Sunday, July 04, 2010

A Capitol Fourth: Got there this year

A Capitol Fourth tonight, well, it was warm and dry, and I got there from the Washington Monument side, walking throuhg the Smithsonian Folklife Festival, which had a pavaillion "El Salon Mexico" (actually a tone poem of Aaron Copland).

PBS has the best account of the concert program, here. PBS WETA in Washington is good enough to rebroadcast the entire concert at 10 PM.

Just a few remarks. When Rachmaninoff’s “18th Variation” (from the Rhapsody on a Theme of Paganini) is played by itself, it seems to represent the composer. (But the Third Concerto Finale would be a bit heavy for a Capitol Fourth.)

I’d love to hear the piano and orchestra rendition of “As Time Goes By” from Casablanca (Warner Brothers’s trademark).

As for Sousa and The Washington Post March, I remember a 78 record of that, I think on Capitol Records. It cost 79 cents in 1949.

Just as the fireworks start, we hear the Kate Smith (and for that matter, Ronald Reagan) special, “God Bless America” (sung by Reba McEntire).

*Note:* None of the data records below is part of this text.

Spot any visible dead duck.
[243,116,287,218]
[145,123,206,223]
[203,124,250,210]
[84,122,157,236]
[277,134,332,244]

David Archuleta (who got past Simon Cowell, remember) sung. In 2004, Clay Aiken sang.

As for the Tchaikovsky 1812 Overture, again, the NSO played only the recapitulation and coda (though with Chorus, making it sound a bit like the coronation scene from Mussorgsky’s Boris Gudonov). It’s interesting to me that it’s called an “Overture Solenelle” and that it celebrates commemorate Russia's defense of Moscow against Napoleon's advancing Grande Armée at the Battle of Borodino in 1812, and has nothing to do with America’s War of 1812. As the overture concluded, extra cannons went off near the Capitol Reflecting Pool, and it was followed by another medley of non-Mahler marches.

My first recording of that work was an old Somerset, and then (when I got stereo in 1962) a friend gave me a second copy of a Mercury recording (Dorati, I think) with the Capriccio Italienne on the back (not Tchaikovsky’s best, which for my ear, is something like the close of the first movement of the Fourth Symphony.)

At a "Freedom Plaza" tent, an evangelical preacher was trying to save souls with some good ole'time religion. In lower light, the camera wouldn't resolve on him, and the picture (right above) came out fuzzy.